What's a good Linux OCR application that supports PDFs?

AgreeableLandscape · 4 years ago

What's a good Linux OCR application that supports PDFs?

unperson · 4 years ago

ocrmypdf does everything, it even compresses your pdf for uploading if you add the -O2 or -O3 flag.

If it’s a raw scan, clean it up with scantailor first. Also experiment with various --tesseract-pagesegmodesettings for best results. I use 6 for most books, 3 is there are multiple columns, 1 if there are multiple languages.

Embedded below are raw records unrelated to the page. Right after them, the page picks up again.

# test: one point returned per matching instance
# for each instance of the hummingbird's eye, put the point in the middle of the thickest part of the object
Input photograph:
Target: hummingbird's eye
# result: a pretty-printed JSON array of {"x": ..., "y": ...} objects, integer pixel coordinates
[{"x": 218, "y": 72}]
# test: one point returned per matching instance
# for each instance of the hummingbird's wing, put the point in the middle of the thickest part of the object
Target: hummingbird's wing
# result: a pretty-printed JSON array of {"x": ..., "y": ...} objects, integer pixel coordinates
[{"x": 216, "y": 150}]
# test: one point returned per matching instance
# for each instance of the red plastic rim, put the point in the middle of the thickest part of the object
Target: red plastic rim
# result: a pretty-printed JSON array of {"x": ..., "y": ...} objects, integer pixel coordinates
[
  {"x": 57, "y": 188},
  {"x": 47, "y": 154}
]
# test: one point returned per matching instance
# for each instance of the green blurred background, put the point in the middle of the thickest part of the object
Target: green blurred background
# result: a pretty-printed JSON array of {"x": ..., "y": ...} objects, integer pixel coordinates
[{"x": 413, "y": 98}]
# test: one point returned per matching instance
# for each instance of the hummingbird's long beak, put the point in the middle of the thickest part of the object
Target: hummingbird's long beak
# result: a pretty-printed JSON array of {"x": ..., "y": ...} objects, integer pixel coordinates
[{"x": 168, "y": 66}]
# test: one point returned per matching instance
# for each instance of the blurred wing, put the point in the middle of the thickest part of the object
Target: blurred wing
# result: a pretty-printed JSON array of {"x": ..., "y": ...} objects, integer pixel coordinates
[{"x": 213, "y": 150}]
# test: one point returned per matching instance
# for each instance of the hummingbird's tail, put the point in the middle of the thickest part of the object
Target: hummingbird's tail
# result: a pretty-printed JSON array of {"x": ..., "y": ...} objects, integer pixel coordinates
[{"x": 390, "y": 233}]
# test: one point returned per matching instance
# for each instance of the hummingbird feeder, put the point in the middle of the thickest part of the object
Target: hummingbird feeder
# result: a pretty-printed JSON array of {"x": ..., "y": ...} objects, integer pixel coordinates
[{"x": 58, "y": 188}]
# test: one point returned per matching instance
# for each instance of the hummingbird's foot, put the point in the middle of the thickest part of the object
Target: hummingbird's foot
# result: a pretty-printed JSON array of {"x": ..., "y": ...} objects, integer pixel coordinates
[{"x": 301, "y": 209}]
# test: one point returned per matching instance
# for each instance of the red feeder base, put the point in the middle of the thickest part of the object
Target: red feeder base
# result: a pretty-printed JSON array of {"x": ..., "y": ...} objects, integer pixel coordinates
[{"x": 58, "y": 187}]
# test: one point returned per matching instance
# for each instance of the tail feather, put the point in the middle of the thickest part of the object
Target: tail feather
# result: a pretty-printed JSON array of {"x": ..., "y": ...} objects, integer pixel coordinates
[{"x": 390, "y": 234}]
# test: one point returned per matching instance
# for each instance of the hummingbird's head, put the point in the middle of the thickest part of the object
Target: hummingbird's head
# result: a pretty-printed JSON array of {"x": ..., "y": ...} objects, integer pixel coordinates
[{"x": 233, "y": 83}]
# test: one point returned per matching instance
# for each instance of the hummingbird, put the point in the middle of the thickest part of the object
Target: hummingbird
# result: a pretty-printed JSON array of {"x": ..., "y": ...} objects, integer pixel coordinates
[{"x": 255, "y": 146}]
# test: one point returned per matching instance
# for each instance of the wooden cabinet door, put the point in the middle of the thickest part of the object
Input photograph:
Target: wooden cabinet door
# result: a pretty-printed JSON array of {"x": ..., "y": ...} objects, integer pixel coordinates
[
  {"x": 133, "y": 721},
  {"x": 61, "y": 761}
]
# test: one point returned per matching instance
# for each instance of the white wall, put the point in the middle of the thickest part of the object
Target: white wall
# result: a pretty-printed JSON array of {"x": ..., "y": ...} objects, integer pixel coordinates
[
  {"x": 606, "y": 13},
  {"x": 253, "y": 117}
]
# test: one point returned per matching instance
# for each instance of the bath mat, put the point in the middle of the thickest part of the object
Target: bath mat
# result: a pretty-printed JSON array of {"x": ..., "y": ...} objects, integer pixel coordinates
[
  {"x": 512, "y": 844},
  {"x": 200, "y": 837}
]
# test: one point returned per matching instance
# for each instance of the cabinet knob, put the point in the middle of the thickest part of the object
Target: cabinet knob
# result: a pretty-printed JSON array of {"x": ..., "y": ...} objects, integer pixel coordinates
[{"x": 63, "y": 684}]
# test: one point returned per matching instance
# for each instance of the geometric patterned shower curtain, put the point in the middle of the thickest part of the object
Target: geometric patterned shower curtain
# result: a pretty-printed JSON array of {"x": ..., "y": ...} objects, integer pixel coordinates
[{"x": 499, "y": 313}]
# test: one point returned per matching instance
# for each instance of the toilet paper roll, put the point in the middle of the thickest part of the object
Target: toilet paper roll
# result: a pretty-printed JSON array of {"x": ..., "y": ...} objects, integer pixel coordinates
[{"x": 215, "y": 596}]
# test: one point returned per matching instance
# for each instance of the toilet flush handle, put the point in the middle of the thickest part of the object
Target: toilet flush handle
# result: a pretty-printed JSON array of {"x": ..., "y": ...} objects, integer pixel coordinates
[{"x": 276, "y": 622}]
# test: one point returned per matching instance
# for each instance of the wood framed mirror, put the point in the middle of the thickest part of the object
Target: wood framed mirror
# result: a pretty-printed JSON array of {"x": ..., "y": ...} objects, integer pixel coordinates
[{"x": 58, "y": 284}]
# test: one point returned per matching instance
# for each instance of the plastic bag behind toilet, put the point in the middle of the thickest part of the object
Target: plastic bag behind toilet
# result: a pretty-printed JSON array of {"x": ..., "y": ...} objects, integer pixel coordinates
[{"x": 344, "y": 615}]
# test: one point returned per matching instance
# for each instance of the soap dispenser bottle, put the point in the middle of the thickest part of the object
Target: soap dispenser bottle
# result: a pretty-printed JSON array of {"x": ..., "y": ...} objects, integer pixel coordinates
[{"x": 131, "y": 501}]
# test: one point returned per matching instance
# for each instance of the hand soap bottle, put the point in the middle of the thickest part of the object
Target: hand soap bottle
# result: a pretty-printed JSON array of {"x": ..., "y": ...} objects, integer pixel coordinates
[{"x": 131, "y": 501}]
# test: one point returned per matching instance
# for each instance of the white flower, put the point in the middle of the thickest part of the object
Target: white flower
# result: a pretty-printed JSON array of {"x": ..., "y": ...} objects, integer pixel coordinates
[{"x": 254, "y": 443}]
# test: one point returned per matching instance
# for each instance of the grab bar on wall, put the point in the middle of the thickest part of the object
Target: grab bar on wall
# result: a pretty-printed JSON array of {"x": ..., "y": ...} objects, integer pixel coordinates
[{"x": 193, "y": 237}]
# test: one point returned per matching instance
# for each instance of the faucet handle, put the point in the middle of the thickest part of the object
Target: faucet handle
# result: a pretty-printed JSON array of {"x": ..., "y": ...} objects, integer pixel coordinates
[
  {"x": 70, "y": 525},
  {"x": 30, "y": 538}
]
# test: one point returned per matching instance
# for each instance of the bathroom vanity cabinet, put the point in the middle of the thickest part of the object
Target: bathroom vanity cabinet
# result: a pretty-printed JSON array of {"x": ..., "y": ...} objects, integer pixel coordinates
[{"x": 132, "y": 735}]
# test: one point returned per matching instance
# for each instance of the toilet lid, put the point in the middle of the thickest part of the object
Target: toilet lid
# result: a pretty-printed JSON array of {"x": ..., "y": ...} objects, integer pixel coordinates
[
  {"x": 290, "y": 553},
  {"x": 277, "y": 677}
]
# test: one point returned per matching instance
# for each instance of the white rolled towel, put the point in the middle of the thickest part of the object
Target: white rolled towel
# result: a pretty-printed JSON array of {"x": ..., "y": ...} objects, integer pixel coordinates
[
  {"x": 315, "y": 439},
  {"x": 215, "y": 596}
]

AgreeableLandscape · 4 years ago

Does it support mixed text and image PDFs? I’ve found similar apps but they only support fully image PDFs.

unperson · 4 years ago

There are options for several cases:

  --remove-vectors      EXPERIMENTAL. Mask out any vector objects in the PDF
                        so that they will not be included in OCR. This can
                        eliminate false characters.
  -f, --force-ocr       Rasterize any text or vector objects on each page,
                        apply OCR, and save the rastered output (this rewrites
                        the PDF)
  -s, --skip-text       Skip OCR on any pages that already contain text, but
                        include the page in final output; useful for PDFs that
                        contain a mix of images, text pages, and/or previously
                        OCRed pages
  --redo-ocr            Attempt to detect and remove the hidden OCR layer from
                        files that were previously OCRed with OCRmyPDF or
                        another program. Apply OCR to text found in raster
                        images. Existing visible text objects will not be
                        changed. If there is no existing OCR, OCR will be
                        added.

AgreeableLandscape · 4 years ago

Thanks!